Sunday, May 8, 2011

Thinking and Not Thinking and "Everything" -

I have a tendency toward obsessiveness.  One way that it manifests itself is through sheer thought patterns that, while ceaseless, remain relatively incomplete, and yet, sort of compound away in my aching brain so that I'm on the borderline of  real and honest anxiety.  I don't know where the desires to think about things come from, or how they get into my brain, or what those things are.   Sort of like surfing the internet.  You don't know why you're reading out the new trendy raw chocolate pomegranate enemas the hipsters in williamsburg swear by, but you are--and you must.

Except that you don't.  I don't.  Part of getting sober has been the slow realization that even though I might "get" a lot of references at times, in certain company, I cannot, and will never be able to, know all references.  I cannot avoid saying "no, I never heard of that, what/who is it?"  Stunning, right?  Because at the same time, I feel a pang of shame creep up every time I have to ask it, like I should already know, especially if someone is already talking about it to me, as if we already shared some experience.-- When what's really going on is that a lot of people cherish a sort of cryptic talk that's highly specialized for certain things.  One of those things, of course, is group cohesion, and another, naturally, is to test someone's ability to decipher something and spit back the correct response.  In other words, it matters whether we can respond appropriately, and at the same time, if given enough exposure to enough people, and enough information, we won't be able to pin down all the language games that percolate up through the air and into our ears without systemitizing it somehow, in our own language, and with our own thoughts . . .

Thoughts and language that is, while self-reflexive, should also be objective enough to be responded to entertain conversation.  Which is just what other people are probably doing around me, when my previously slightly paranoid self would second guess meaning and fracture my own identity over the need to get something or not get something, whether intellectually, morally, or else wise.

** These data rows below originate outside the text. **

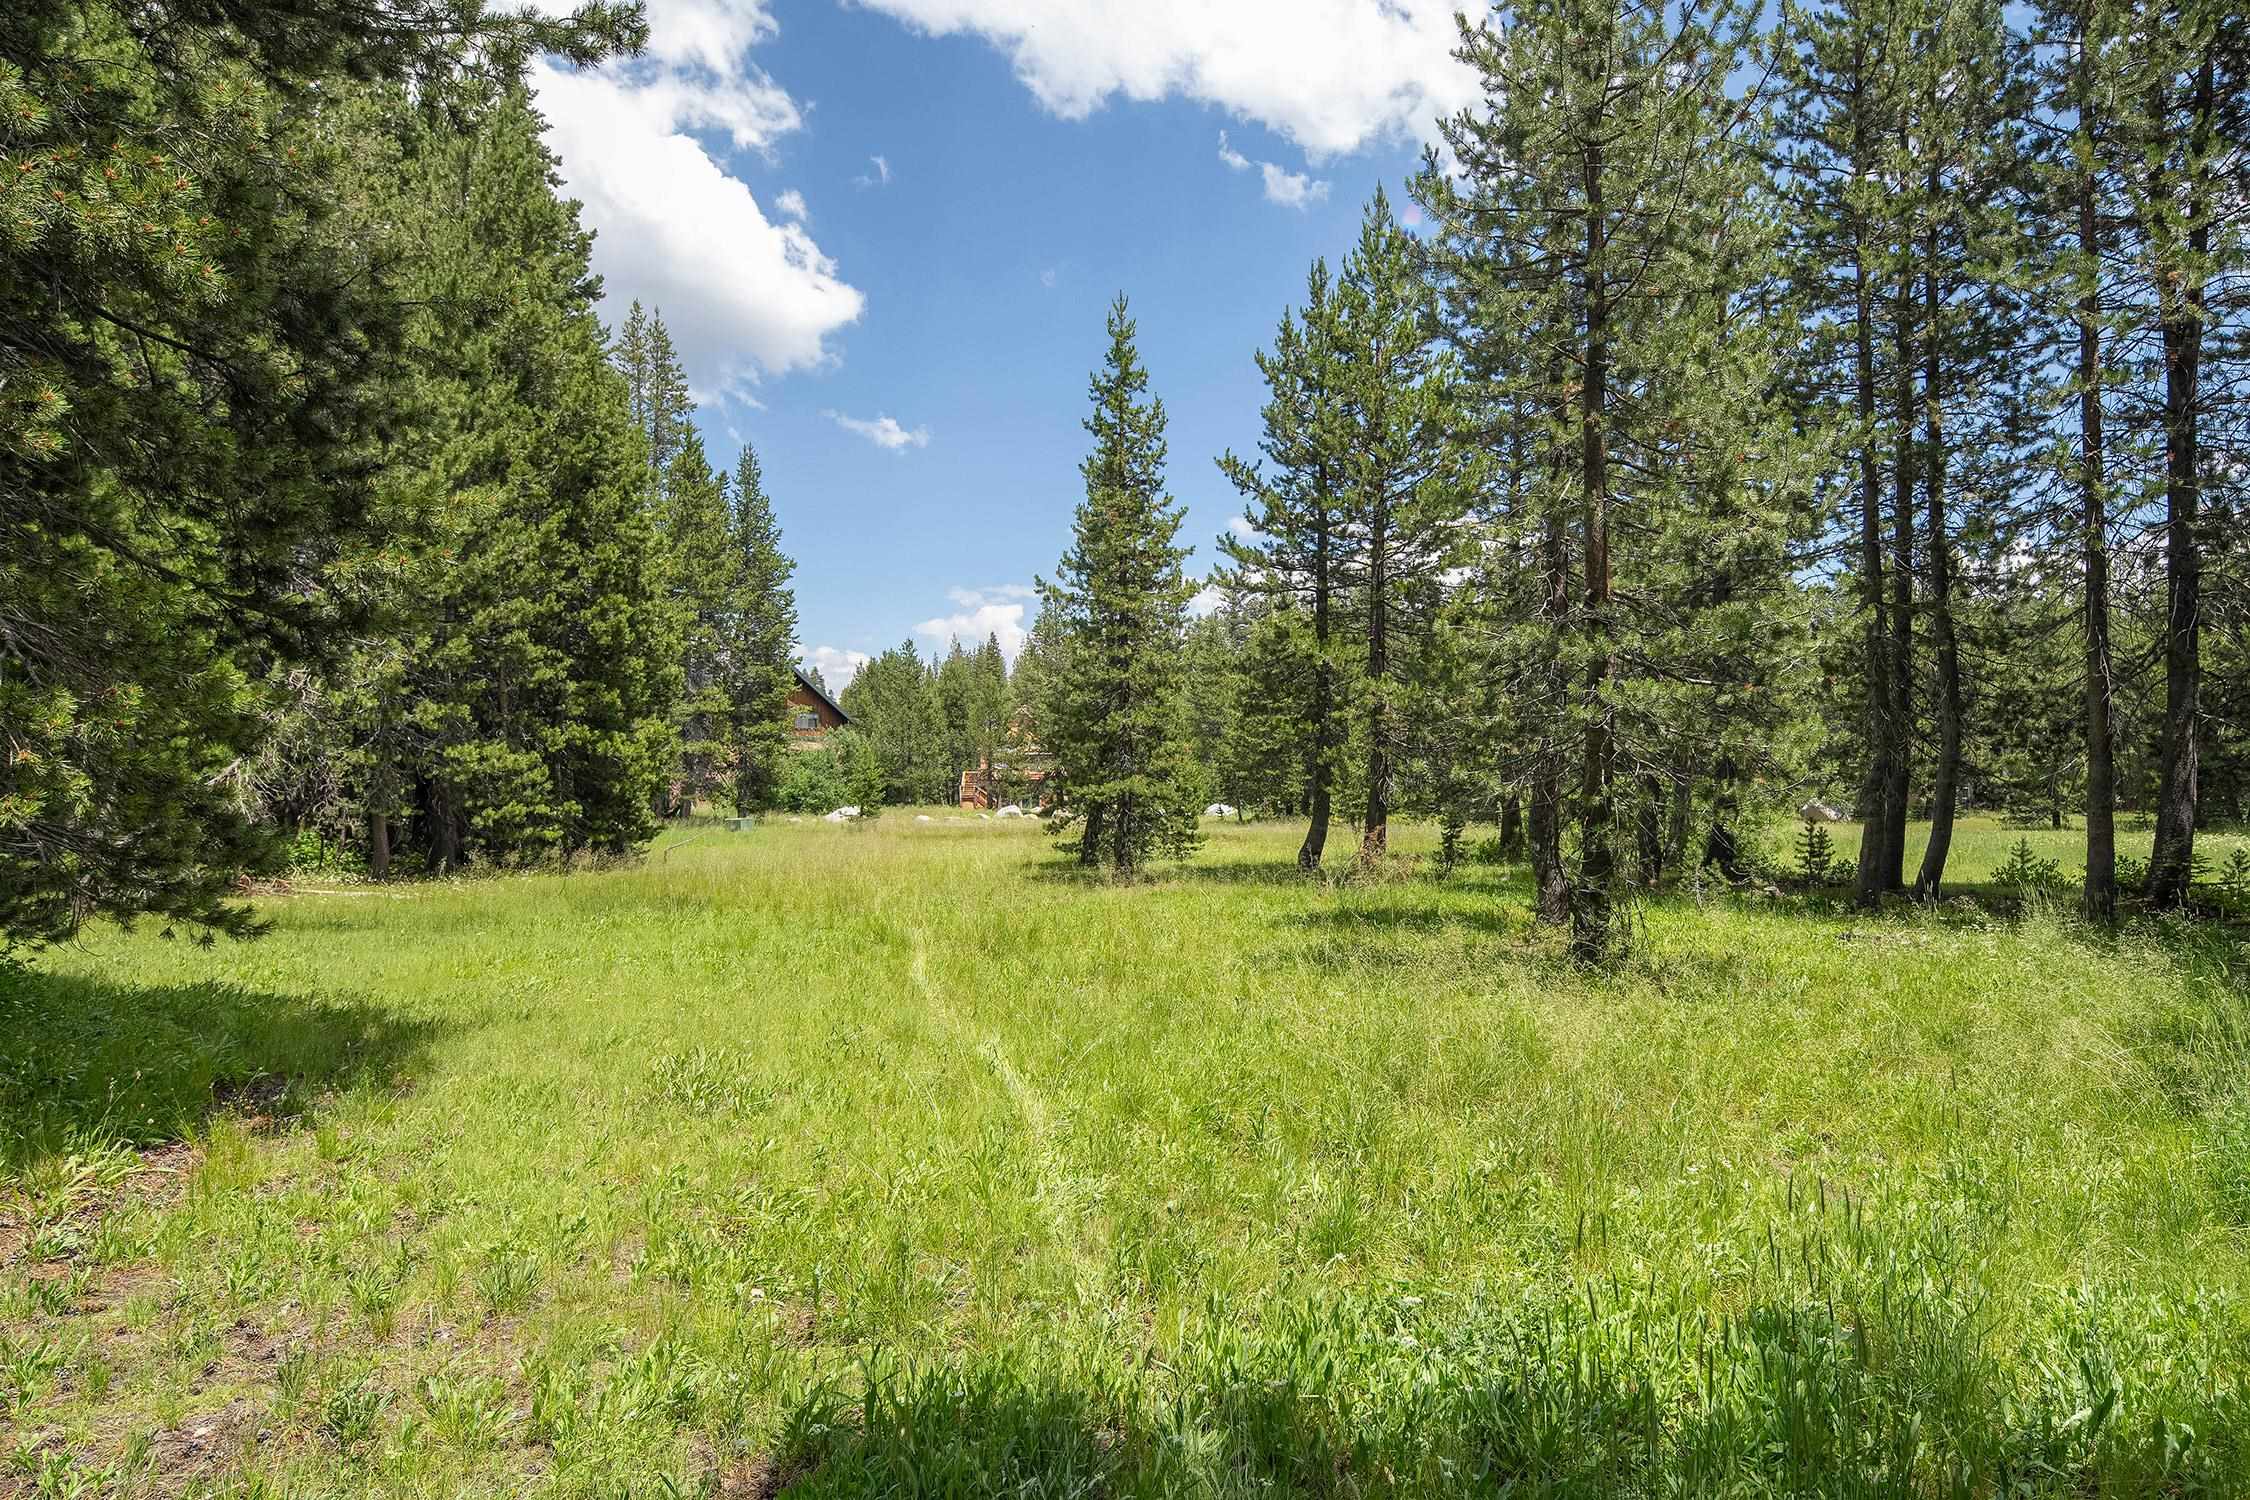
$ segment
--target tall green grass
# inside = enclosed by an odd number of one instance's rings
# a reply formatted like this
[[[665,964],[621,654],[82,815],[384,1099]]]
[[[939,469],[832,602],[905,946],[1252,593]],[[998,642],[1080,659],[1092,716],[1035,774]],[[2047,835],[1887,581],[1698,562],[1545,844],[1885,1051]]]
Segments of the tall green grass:
[[[932,817],[0,976],[0,1485],[2250,1491],[2225,931]]]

Now, there's a tremendous tendency to shirk all convention, and to "stop" thinking.  To stop with all of the slipperiness of language, and just exist--to put one's hand up at the spigot and turn the damn thing off.  All that water.   All those thoughts.  All the stuff that is simultaneously going on and that I have to stay current on.... kind of frenetic and high paced when you get right down to it... and even while I was imbibing on alcohol I was filtering through those thoughts, I was also spewing them out.  Even when I was overwhelmed I naturally turned around and relished in the fact that I could open my own mouth and overwhelm other people.  Why?  Part of it at least has to be that we learn through experience, sure.  But the meat of the dish, I think, is that we need to put through what we feel like we're going through, to do a miniature recreation, and see how they respond, with what substance they conjure meaning, and that we do it in a less than conscious state.

To state this all in a different way: our first reaction to something new is to bring it back to those we have previous relationships with and show them, somehow, whether through a summary, or through an emotional interchange, and see how it is they deal with it--whether it is fair or not. 


There is a lot going on out there, anyway, and no matter how many distillers of information there are, we cannot digest it all, even if mostly edited out.  We like to have stories to hang our hats on, and we will invent them, backward in time, for comfort in the face of oncoming stimuli, and for the sake of staying sane.  That doesn't mean, I think, that the patterns we recognize are untrue, just that they are not more predominate than other multitudinous patterns that we de-emphasize when we notice the one; that's nothing to worry about, per se, because the idea is that we cannot see all of it at once.  We cannot simply put our mouth on the spigot and turn open a lake.  We need to swim about and be free and forget at times.  And other times we need to immerse ourselves in the gory details, especially when they are overwhelming.  I'm not sure which times are which.  Some people are really good at all the details all the time.  Others are good at all big picture stuff all the time too.